La chanteuse Ariane Moffatt a montré encore une fois qu’elle est une artiste d’exception et qu’elle a de quoi à apporter. C’est à la salle André-Mathieu qu’on a pu redécouvrir son talent et son dernier disque 22 h 22.

Même si j’avais déjà vu son spectacle, j’ai pu constater que l’auteure-compositrice-interprète avait pris de l’expérience depuis et qu’elle était en pleine forme. Elle a d’ailleurs lancé un phrase assez rigolote : “Dire que je suis en compétition avec moi-même. Merci d’être venu“, faisant référence à La Voix qui jouait au même moment, émission où elle est coach.

Encore une fois, on reste stupéfait des transformations qu’elle fait subir à ses compositions; certaines étant plutôt difficiles à reconnaître. C’est dans ces moments-là qu’on constate le talent d’une artiste. J’ai vraiment craqué sur sa version de Montréal, à des années-lumière de l’originale. Je veux tout n’est pas piqué des vers non plus.

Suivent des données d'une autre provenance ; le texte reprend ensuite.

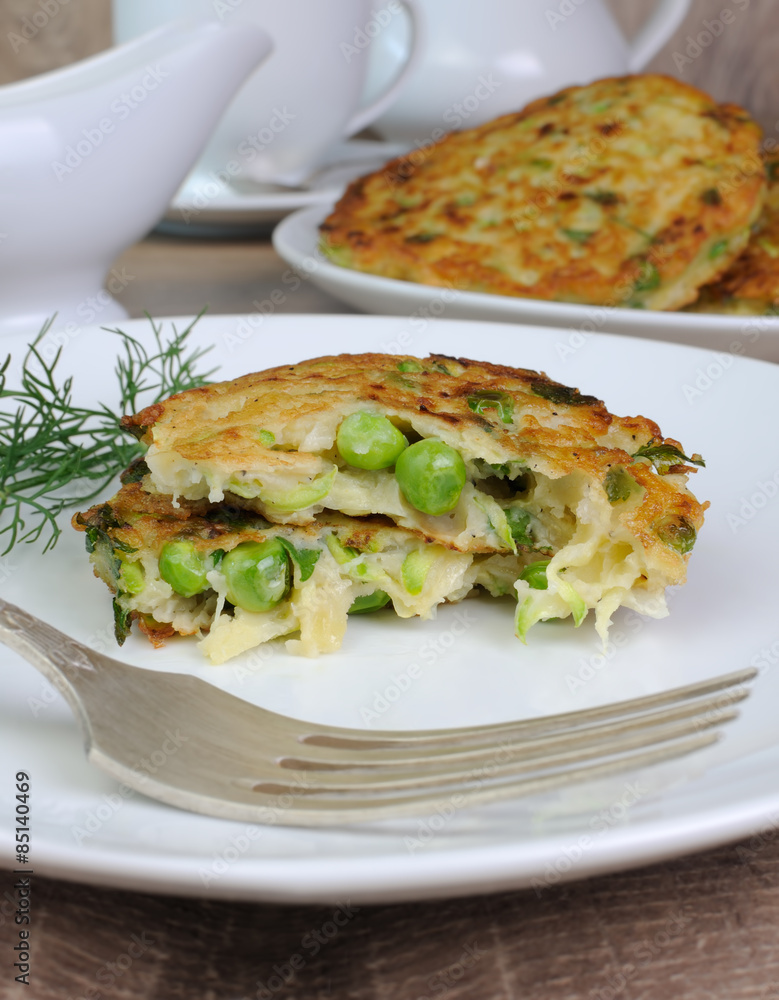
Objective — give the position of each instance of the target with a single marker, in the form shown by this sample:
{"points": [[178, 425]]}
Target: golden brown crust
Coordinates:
{"points": [[633, 190], [144, 522], [490, 413], [751, 283]]}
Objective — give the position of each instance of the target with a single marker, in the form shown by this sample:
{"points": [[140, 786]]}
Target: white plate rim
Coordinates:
{"points": [[296, 240], [502, 867]]}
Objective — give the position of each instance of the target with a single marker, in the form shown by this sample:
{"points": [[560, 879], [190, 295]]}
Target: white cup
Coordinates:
{"points": [[306, 96]]}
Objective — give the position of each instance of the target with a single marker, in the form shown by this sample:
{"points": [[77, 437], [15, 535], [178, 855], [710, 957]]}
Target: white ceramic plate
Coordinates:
{"points": [[464, 667], [296, 239], [209, 201]]}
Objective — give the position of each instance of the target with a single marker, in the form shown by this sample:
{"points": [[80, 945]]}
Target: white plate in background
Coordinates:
{"points": [[296, 240], [722, 620]]}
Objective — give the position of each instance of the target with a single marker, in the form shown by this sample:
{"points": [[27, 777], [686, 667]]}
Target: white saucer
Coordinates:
{"points": [[207, 201]]}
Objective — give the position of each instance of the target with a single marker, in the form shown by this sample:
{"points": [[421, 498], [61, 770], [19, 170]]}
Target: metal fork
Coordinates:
{"points": [[186, 743]]}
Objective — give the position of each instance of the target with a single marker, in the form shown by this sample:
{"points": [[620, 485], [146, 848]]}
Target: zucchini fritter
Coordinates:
{"points": [[331, 567], [630, 191], [435, 475], [750, 286]]}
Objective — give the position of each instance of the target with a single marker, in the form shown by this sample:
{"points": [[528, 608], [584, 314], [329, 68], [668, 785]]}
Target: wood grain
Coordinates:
{"points": [[701, 928]]}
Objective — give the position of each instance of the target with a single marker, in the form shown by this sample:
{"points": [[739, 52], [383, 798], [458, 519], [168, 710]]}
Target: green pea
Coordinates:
{"points": [[431, 476], [257, 574], [131, 577], [183, 567], [535, 574], [369, 441], [369, 602]]}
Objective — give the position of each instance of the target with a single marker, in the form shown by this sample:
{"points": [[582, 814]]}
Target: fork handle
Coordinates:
{"points": [[57, 657]]}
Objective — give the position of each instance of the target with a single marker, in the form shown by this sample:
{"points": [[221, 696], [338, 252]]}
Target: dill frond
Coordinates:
{"points": [[55, 454]]}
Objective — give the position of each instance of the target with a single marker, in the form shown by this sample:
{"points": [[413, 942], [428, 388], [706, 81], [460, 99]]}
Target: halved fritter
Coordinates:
{"points": [[171, 571], [526, 466], [630, 191], [750, 286]]}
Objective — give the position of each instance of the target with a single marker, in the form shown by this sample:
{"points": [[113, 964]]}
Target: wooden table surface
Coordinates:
{"points": [[698, 927]]}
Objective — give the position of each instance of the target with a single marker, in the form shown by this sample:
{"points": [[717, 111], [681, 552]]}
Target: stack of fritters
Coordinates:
{"points": [[352, 482], [750, 286], [633, 191]]}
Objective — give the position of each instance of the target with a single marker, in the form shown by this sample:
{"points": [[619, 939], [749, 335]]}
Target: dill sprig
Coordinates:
{"points": [[54, 453]]}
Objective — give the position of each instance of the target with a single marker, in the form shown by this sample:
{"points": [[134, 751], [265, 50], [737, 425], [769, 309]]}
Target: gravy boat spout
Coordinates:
{"points": [[91, 155]]}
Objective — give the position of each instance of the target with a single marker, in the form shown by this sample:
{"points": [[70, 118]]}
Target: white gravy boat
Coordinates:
{"points": [[483, 59], [90, 156]]}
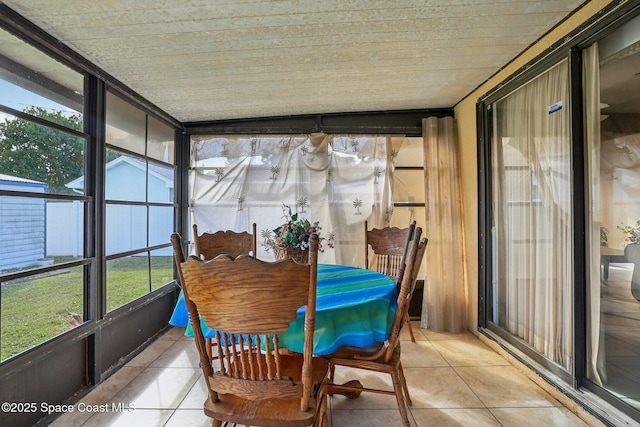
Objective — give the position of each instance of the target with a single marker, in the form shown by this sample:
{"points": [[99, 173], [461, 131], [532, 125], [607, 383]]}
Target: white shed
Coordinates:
{"points": [[22, 224]]}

Même si Ariane Moffatt est la “tête forte” parmi ses musiciens, la chanteuse leur laisse toute la place et ne met pas l’accent seulement sur elle. Chaque membre a son importance et il apporte une force aux compositions. Cette symbiose est vraiment perceptible entre eux et elle se répercute dans la salle.

En contrôle d’elle-même

L’auteure-compositrice-interprète est en total contrôle tout au long de son spectacle. La chanteuse sait où elle va, la direction qu’elle doit prendre, ce qui amène une cohésion entre les morceaux. Friande des années 80, l’artiste propose une version déconstruite, mais vachement plus intéressante que l’originale, d’In The Air Tonight de Phil Collins, ancien membre de Genesis.

En guise de rappel, elle a décidé de nous faire voyager à Miami. Avec ce tube hyper dansant, le public n’a pas eu le choix que de taper dans ses mains et de se déhancher.

La première partie était assurée par la chanteuse Rosie Valland. Ses compositions étaient toute en douceur et sa voix était agréable à entendre. L’éclairage, peu présent, apportait une couleur aux propos de l’artiste. Cette dernière a offert son premier extrait Olympe en référence à Olympe de Gouges, une des pionnières du féminisme lors de la Révolution française.